I am trying to develop a simple application to interact with Tumblr using API v2. I can go through every step in the oAuth stream (thanks to the documentation found on Twitter) and get an authorized and authenticated token and secret. But when it comes to publishing, I get a 401 unauthorized error. This is the corresponding code snippet:
private void post_Click(object sender, System.Windows.RoutedEventArgs e) { url = new Uri("http://api.tumblr.com/v2/blog/*myblog*.tumblr.com/post"); Random random = new Random(); nonce = random.Next(1234000, 9999999).ToString(); TimeSpan ts = DateTime.UtcNow - new DateTime(1970, 1, 1, 0, 0, 0, 0); timestamp = Convert.ToInt64(ts.TotalSeconds).ToString(); string method = "POST"; StringBuilder sb = new StringBuilder(); sb.AppendFormat("{0}&", method); sb.AppendFormat("{0}&", upperCaseUrl(HttpUtility.UrlEncode(url.ToString()))); sb.AppendFormat("body%3D{0}%26", upperCaseUrl(HttpUtility.UrlEncode(textBox.Text))); sb.AppendFormat("oauth_consumer_key%3D{0}%26", consumerKey); sb.AppendFormat("oauth_nonce%3D{0}%26", nonce); sb.AppendFormat("oauth_signature_method%3D{0}%26", "HMAC-SHA1"); sb.AppendFormat("oauth_timestamp%3D{0}%26", timestamp); sb.AppendFormat("oauth_token%3D{0}%26", token); sb.AppendFormat("oauth_version%3D{0}%26", "1.0"); sb.AppendFormat("type%3D{0}", "text"); System.Diagnostics.Debug.WriteLine(sb.ToString()); string signingKey = consumerSecret + '&' + secret; HMACSHA1 signing = new HMACSHA1(Encoding.ASCII.GetBytes(signingKey)); byte[] bytearray = Encoding.ASCII.GetBytes(sb.ToString()); MemoryStream stream = new MemoryStream(bytearray); signature = Convert.ToBase64String(signing.ComputeHash(stream)); ServicePointManager.SecurityProtocol = SecurityProtocolType.Ssl3; StringBuilder header = new StringBuilder(); header.Append("OAuth "); header.AppendFormat("oauth_consumer_key=\"{0}\", ", consumerKey); header.AppendFormat("oauth_token=\"{0}\", ", token); header.AppendFormat("oauth_nonce=\"{0}\", ", nonce); header.AppendFormat("oauth_timestamp=\"{0}\", ", timestamp); header.AppendFormat("oauth_signature_method=\"{0}\", ", "HMAC-SHA1"); header.AppendFormat("oauth_version=\"{0}\", ", "1.0"); header.AppendFormat("oauth_signature=\"{0}\"", upperCaseUrl(HttpUtility.UrlEncode(signature))); System.Diagnostics.Debug.WriteLine(header.ToString()); HttpWebRequest request = (HttpWebRequest)WebRequest.Create(url); request.Method = WebRequestMethods.Http.Post; request.Headers.Add("Authorization", header.ToString()); try { HttpWebResponse response = request.GetResponse() as HttpWebResponse; StreamReader reader = new StreamReader(response.GetResponseStream()); if (reader.ReadToEnd() == "201: Created") { control.Invoke((MethodInvoker)delegate { statusText.Text = "Post successfully sent!"; }); } } catch (Exception ex) { System.Diagnostics.Debug.WriteLine(ex.Message); } }
The function is called by pressing the button and gets the body text from the text field.

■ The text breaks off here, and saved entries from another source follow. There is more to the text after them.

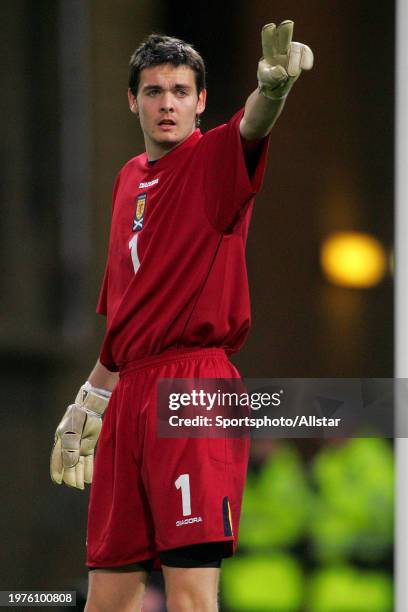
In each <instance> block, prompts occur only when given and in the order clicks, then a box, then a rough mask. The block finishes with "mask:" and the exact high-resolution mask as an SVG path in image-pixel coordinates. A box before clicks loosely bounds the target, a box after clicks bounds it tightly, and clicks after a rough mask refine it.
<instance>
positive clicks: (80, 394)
mask: <svg viewBox="0 0 408 612" xmlns="http://www.w3.org/2000/svg"><path fill="white" fill-rule="evenodd" d="M111 394H112V393H111V391H107V390H105V389H97V388H96V387H93V386H92V385H91V383H90V382H89V381H86V383H85V384H84V385H82V387H81V388H80V390H79V391H78V394H77V396H76V398H75V403H76V404H78V405H79V406H82V407H83V408H85V409H86V410H89V411H91V412H94V413H96V414H99V415H100V416H102V415H103V413H104V412H105V410H106V407H107V405H108V402H109V398H110V396H111Z"/></svg>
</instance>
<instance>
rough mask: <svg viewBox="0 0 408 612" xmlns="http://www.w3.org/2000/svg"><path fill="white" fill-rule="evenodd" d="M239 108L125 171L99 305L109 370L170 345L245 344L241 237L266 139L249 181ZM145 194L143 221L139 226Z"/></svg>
mask: <svg viewBox="0 0 408 612" xmlns="http://www.w3.org/2000/svg"><path fill="white" fill-rule="evenodd" d="M242 114H243V111H242V110H241V111H239V112H238V113H236V115H234V117H232V119H231V120H230V121H229V122H228V123H227V124H224V125H222V126H219V127H217V128H215V129H214V130H210V131H209V132H206V133H205V134H204V135H202V134H201V132H200V131H199V130H196V131H195V132H194V133H193V134H192V135H191V136H190V137H189V138H188V139H187V140H186V141H185V142H184V143H182V144H181V145H179V146H178V147H177V148H176V149H173V151H171V152H169V153H168V154H167V155H165V156H164V157H162V158H161V159H159V160H158V161H157V162H156V163H155V164H153V165H149V163H148V161H147V157H146V154H145V153H144V154H142V155H139V156H137V157H135V158H133V159H131V160H130V161H129V162H128V163H127V164H126V165H125V166H124V167H123V168H122V170H121V172H120V173H119V175H118V178H117V181H116V183H115V189H114V198H113V216H112V226H111V235H110V242H109V253H108V261H107V266H106V271H105V277H104V282H103V286H102V289H101V293H100V298H99V303H98V308H97V311H98V312H99V313H103V314H106V315H107V331H106V336H105V340H104V343H103V346H102V351H101V356H100V359H101V362H102V363H103V364H104V365H105V366H106V367H107V368H108V369H109V370H118V369H119V368H120V367H122V366H123V364H125V363H127V362H129V361H134V360H136V359H140V358H142V357H145V356H147V355H157V354H160V353H162V352H163V351H164V350H167V349H168V348H170V347H176V348H182V347H184V348H190V347H200V346H201V347H214V346H215V347H220V348H223V349H225V350H226V351H227V353H228V354H230V353H233V352H236V351H237V350H238V349H239V348H240V347H241V346H242V344H243V342H244V340H245V338H246V336H247V333H248V330H249V327H250V303H249V291H248V282H247V272H246V263H245V244H246V239H247V233H248V225H249V220H250V216H251V210H252V203H253V198H254V195H255V193H256V192H257V191H258V190H259V188H260V186H261V181H262V176H263V172H264V168H265V160H266V152H267V143H268V139H265V140H264V141H263V144H262V150H261V152H260V155H259V161H258V164H257V165H256V167H255V170H254V172H253V173H252V176H251V178H250V177H249V176H248V172H247V169H246V165H245V159H244V154H243V146H242V143H241V137H240V133H239V123H240V120H241V118H242ZM143 194H145V195H146V199H145V207H144V215H143V220H142V224H141V226H140V224H139V227H137V228H136V229H134V225H133V222H134V218H135V211H136V205H137V202H138V198H139V203H140V198H142V200H143V199H144V196H143ZM135 236H137V238H136V241H137V246H136V249H137V256H138V259H139V262H140V267H139V268H138V269H137V271H136V273H135V269H134V264H133V263H132V257H131V246H130V245H129V243H130V241H131V240H132V239H134V240H135ZM133 248H135V246H134V244H133Z"/></svg>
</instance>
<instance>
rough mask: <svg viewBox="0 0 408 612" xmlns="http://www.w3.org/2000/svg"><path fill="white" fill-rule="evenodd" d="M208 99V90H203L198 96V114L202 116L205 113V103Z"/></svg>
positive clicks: (196, 113) (196, 111) (197, 108)
mask: <svg viewBox="0 0 408 612" xmlns="http://www.w3.org/2000/svg"><path fill="white" fill-rule="evenodd" d="M206 99H207V90H206V89H202V90H201V91H200V93H199V96H198V103H197V110H196V114H197V115H201V114H202V113H203V112H204V111H205V101H206Z"/></svg>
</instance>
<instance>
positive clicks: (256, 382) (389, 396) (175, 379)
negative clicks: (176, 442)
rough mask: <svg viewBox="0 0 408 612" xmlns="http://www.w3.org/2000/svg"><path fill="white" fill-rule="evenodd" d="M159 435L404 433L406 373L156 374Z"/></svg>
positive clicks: (361, 433)
mask: <svg viewBox="0 0 408 612" xmlns="http://www.w3.org/2000/svg"><path fill="white" fill-rule="evenodd" d="M157 410H158V436H159V437H164V438H185V437H194V438H218V437H239V436H245V435H248V433H249V432H250V433H251V435H252V436H253V437H276V438H304V437H310V438H316V437H324V438H325V437H328V438H330V437H345V436H346V437H371V436H381V437H389V438H393V437H408V418H407V416H406V415H407V412H408V380H407V379H392V378H381V379H379V378H369V379H368V378H364V379H362V378H341V379H328V378H323V379H315V378H313V379H312V378H306V379H305V378H302V379H300V378H292V379H289V378H286V379H245V380H240V379H161V380H160V381H159V382H158V404H157Z"/></svg>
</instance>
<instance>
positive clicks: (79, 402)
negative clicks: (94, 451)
mask: <svg viewBox="0 0 408 612" xmlns="http://www.w3.org/2000/svg"><path fill="white" fill-rule="evenodd" d="M109 397H110V392H109V391H105V390H103V389H95V388H94V387H92V385H91V384H90V383H89V382H86V383H85V384H84V385H83V386H82V387H81V388H80V390H79V392H78V395H77V397H76V399H75V403H74V404H71V405H70V406H68V408H67V410H66V412H65V414H64V416H63V418H62V421H61V423H60V424H59V425H58V427H57V430H56V432H55V442H54V448H53V449H52V453H51V465H50V468H51V479H52V480H53V482H55V483H57V484H61V483H63V482H64V483H65V484H66V485H68V486H70V487H76V488H77V489H84V483H85V482H86V483H91V482H92V474H93V459H94V449H95V446H96V442H97V440H98V437H99V432H100V430H101V427H102V415H103V413H104V412H105V409H106V406H107V404H108V402H109Z"/></svg>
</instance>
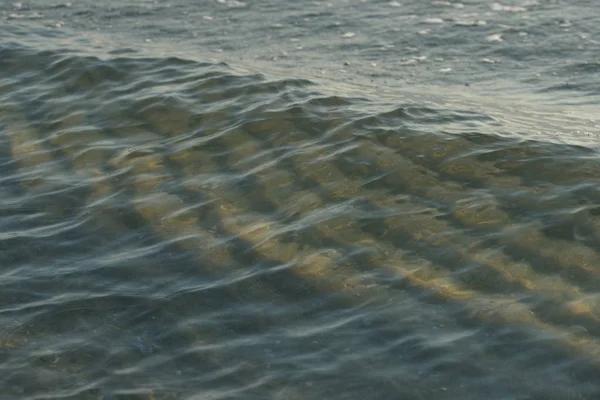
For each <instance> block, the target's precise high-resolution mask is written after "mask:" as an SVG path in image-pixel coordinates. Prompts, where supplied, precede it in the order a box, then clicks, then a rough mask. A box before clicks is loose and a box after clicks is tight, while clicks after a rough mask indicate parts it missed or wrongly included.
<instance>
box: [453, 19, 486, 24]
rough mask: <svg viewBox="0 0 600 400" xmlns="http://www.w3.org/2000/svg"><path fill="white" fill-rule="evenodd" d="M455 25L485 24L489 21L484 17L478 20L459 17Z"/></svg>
mask: <svg viewBox="0 0 600 400" xmlns="http://www.w3.org/2000/svg"><path fill="white" fill-rule="evenodd" d="M454 25H457V26H484V25H487V22H486V21H484V20H482V19H478V20H468V19H464V20H461V19H458V20H455V21H454Z"/></svg>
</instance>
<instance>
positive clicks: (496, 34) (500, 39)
mask: <svg viewBox="0 0 600 400" xmlns="http://www.w3.org/2000/svg"><path fill="white" fill-rule="evenodd" d="M485 39H486V40H487V41H488V42H502V41H503V39H502V35H501V34H499V33H494V34H493V35H490V36H488V37H486V38H485Z"/></svg>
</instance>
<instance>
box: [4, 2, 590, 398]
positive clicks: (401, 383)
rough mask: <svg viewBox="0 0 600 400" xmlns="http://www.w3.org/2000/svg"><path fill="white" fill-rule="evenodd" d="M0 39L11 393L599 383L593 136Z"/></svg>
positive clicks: (161, 61)
mask: <svg viewBox="0 0 600 400" xmlns="http://www.w3.org/2000/svg"><path fill="white" fill-rule="evenodd" d="M441 5H446V6H447V5H448V4H445V3H444V4H441ZM500 11H510V10H508V9H502V10H500ZM513 11H514V10H513ZM0 53H1V54H2V56H3V57H2V61H1V63H2V64H1V65H2V67H3V69H2V70H1V72H0V74H2V75H1V76H0V81H1V82H2V86H1V92H0V96H2V97H0V98H2V101H3V105H4V106H3V107H2V111H1V112H0V128H1V138H0V139H1V140H0V146H1V147H2V148H1V150H0V165H1V168H2V171H3V176H2V178H1V179H0V185H2V193H1V194H0V205H2V207H1V210H0V248H1V252H0V260H2V262H1V263H0V265H1V267H0V276H2V281H1V283H0V293H2V294H1V295H0V320H1V323H2V325H1V326H2V328H0V369H1V370H2V372H3V373H2V374H1V376H2V378H0V380H1V382H2V386H3V387H4V388H5V390H6V393H9V395H10V396H12V398H17V397H19V396H29V397H36V396H37V397H39V396H42V395H44V396H52V397H63V398H64V397H71V398H108V397H121V396H125V395H132V396H138V397H140V398H147V399H158V398H164V399H167V398H191V397H193V396H199V395H201V394H202V395H205V396H208V397H211V398H232V397H236V398H237V397H240V398H273V399H283V398H286V399H287V398H298V399H301V398H302V399H304V398H306V399H309V398H354V397H356V398H360V397H363V398H364V397H367V398H390V399H391V398H398V396H401V397H403V398H409V399H420V398H430V397H434V398H444V399H458V398H472V397H474V396H475V397H477V396H481V395H482V394H484V393H485V395H486V396H488V397H491V398H496V399H501V398H507V397H511V396H515V395H517V393H519V395H521V394H523V395H527V396H530V397H535V396H541V397H544V396H546V397H544V398H547V397H548V396H554V397H553V398H569V396H571V397H573V396H575V395H576V394H580V395H581V396H584V397H590V396H596V395H597V394H598V392H599V391H600V387H599V386H598V384H597V382H596V380H595V377H596V376H597V373H598V368H599V367H600V366H599V363H600V358H599V357H600V341H599V338H598V335H599V334H600V331H599V330H598V328H597V321H598V318H599V316H600V308H599V306H598V302H597V300H596V297H597V293H598V289H597V288H598V286H597V285H598V278H600V272H598V270H597V268H596V265H600V255H599V254H598V244H599V243H600V229H599V228H598V227H600V219H599V218H598V215H597V214H598V213H597V212H596V211H595V201H596V199H597V190H595V189H594V188H595V187H596V186H597V183H598V182H597V175H598V174H597V173H596V172H597V171H598V168H599V167H600V162H599V161H598V158H597V157H596V149H594V148H591V147H587V146H585V145H583V144H581V143H580V144H573V143H568V142H562V143H558V142H557V141H554V140H545V139H544V138H542V137H539V136H536V137H532V138H526V139H524V136H525V135H526V133H527V132H528V129H530V128H531V126H533V125H535V123H536V121H535V119H532V118H533V117H529V119H528V117H527V116H522V115H515V116H513V117H512V118H510V117H507V118H503V117H498V116H492V115H488V114H486V113H485V112H481V111H470V110H469V109H461V108H460V107H456V108H455V107H451V106H445V107H442V106H434V105H432V104H425V103H423V104H420V103H417V102H414V103H413V102H409V101H405V102H403V103H399V104H391V103H389V102H387V101H386V100H385V99H383V98H378V97H377V96H373V95H369V94H364V95H360V96H346V95H340V94H330V93H329V92H333V91H335V88H328V87H325V86H320V85H318V84H316V83H314V82H311V81H308V80H302V79H276V78H272V77H269V76H266V75H260V74H243V73H239V72H235V71H233V70H232V69H231V68H229V67H228V66H227V65H224V64H211V63H203V64H202V63H195V62H191V61H187V60H183V59H178V58H164V59H153V58H128V57H126V56H123V54H120V55H116V56H114V57H108V58H106V59H99V58H95V57H82V56H77V55H74V54H70V53H67V52H57V51H35V50H34V49H25V48H20V47H18V46H5V47H3V48H2V49H1V51H0ZM40 65H44V68H40ZM9 98H10V101H8V99H9ZM549 374H551V376H553V379H552V381H551V382H548V380H547V376H549ZM490 393H491V394H490ZM556 396H559V397H556Z"/></svg>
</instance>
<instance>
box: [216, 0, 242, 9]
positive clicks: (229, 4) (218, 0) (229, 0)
mask: <svg viewBox="0 0 600 400" xmlns="http://www.w3.org/2000/svg"><path fill="white" fill-rule="evenodd" d="M217 3H219V4H225V5H226V6H227V7H229V8H241V7H246V5H247V4H246V3H244V2H242V1H237V0H217Z"/></svg>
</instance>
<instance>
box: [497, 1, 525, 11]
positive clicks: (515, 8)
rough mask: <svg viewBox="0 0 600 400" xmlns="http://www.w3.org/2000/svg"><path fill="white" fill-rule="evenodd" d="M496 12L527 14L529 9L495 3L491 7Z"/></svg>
mask: <svg viewBox="0 0 600 400" xmlns="http://www.w3.org/2000/svg"><path fill="white" fill-rule="evenodd" d="M491 7H492V10H494V11H506V12H525V11H527V9H526V8H525V7H521V6H507V5H504V4H500V3H493V4H492V5H491Z"/></svg>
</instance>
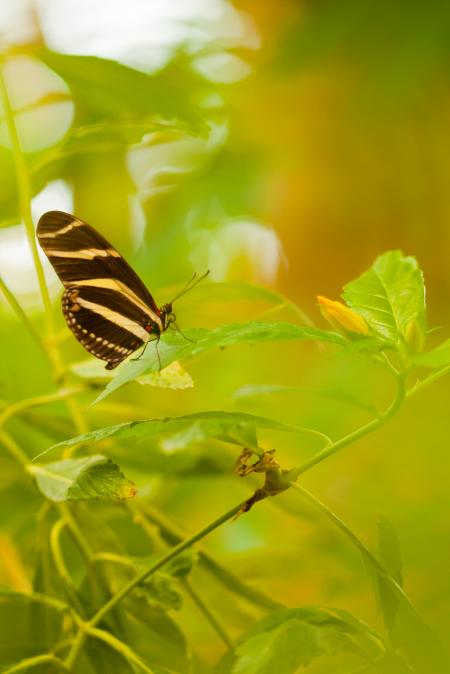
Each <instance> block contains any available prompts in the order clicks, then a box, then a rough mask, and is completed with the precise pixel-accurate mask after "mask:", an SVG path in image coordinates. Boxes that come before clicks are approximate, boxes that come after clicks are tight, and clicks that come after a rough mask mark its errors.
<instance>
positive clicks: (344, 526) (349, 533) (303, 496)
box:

The signature is correct because it has been tested with other services (Twitter, etc.), and it still provides valid signatures for Tumblr itself. The authorization header is almost the same as I used to request the token and its authorization, and the base line contains only the content type (text in this case) and body, except for the standard oauth_ * parameters. I also checked the code with the tools available on hueniverse.com, but still nothing.
I may be missing the HTTP header, or I'm sending the wrong request. Any ideas? Thanks.